Ancien instituteur, Erwan Hupel livre un regard cru sur la maternelle. Au fil de la lecture, son humour grinçant laisse percevoir un accueil singulier des élèves, tendre même, attentif à leurs dires, à leurs gestes mais aussi à ceux de leurs parents. Il a publié ces chroniques en langue bretonne sous le titre Yudal ! aux éditions Al Liamm en 2013. Sa chronique est publiée chaque mois sur le site Questions de classes.

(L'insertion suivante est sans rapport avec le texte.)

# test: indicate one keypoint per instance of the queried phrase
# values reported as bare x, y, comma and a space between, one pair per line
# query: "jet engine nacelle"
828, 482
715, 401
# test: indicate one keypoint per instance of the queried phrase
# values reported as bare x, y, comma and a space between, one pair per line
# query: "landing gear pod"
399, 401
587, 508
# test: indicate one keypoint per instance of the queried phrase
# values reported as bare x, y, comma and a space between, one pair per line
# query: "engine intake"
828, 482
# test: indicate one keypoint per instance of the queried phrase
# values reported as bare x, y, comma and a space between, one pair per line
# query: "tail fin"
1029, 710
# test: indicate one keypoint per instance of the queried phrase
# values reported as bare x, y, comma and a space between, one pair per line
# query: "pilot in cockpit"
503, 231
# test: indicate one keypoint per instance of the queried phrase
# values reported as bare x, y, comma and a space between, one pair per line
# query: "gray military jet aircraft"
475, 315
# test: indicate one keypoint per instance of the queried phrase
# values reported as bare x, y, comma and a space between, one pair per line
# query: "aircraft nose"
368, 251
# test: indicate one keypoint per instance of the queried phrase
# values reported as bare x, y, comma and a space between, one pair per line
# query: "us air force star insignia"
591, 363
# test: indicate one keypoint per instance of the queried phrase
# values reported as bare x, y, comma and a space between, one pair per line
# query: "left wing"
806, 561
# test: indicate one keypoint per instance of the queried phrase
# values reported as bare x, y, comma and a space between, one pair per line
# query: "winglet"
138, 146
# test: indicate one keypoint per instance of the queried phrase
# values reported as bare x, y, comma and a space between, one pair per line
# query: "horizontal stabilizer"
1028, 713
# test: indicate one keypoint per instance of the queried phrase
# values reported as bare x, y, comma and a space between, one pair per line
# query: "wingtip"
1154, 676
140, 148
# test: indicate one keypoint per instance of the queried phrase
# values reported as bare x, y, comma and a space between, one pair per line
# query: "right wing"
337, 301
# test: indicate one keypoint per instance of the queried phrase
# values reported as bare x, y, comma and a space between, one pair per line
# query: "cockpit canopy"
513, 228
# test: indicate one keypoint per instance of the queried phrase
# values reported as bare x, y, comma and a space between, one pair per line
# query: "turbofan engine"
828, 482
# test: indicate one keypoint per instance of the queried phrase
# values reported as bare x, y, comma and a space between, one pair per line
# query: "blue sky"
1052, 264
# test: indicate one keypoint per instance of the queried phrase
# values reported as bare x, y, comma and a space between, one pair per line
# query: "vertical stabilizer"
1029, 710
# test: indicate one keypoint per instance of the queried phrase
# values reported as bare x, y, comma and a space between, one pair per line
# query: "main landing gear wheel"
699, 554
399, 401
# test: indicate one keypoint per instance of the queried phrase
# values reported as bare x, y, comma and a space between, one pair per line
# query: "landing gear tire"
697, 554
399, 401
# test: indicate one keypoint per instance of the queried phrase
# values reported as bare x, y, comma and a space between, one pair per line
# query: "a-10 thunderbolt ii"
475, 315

Quand elle serait grande, elle ferait la classe comme moi. Elle m’avait dit ça alors que j’étais en train de la gronder avec tout le reuz1 qu’elle avait mis en classe dans le coin des poupées. J’aurais du être vraiment sans pitié pour la gronder plus encore. J’étais sans pitié.
Mais Erwan…
Il n’y a pas de « mais ». Range. MAINTENANT

J’étais inquiet quand même. Moi aussi je voulais devenir instituteur quand j’étais petit… Instituteur, pompier, vétérinaire… Personne ne voulait devenir notaire, huissier ou banquier à quatre ans. Des personnes étaient venues entre temps me dire qu’il y avait de meilleurs métiers à faire. D’autres personnes viendraient leur dire la même chose. J’étais inquiet quand même. Quel était l’aiguillon ? Pourquoi j’étais encore instituteur ? A force d’entendre les philistins à la télé et à la radio, j’aurais pu croire que je ne faisais rien si ce n’est d’attendre l’heure de la retraite. Et pour casser définitivement mon envie de faire classe il y avait eu les repas du Dimanche. Et un verre de vin « met-en-un-autre-Marie-tous-des-fainéants-payés-par-nos-impôts ».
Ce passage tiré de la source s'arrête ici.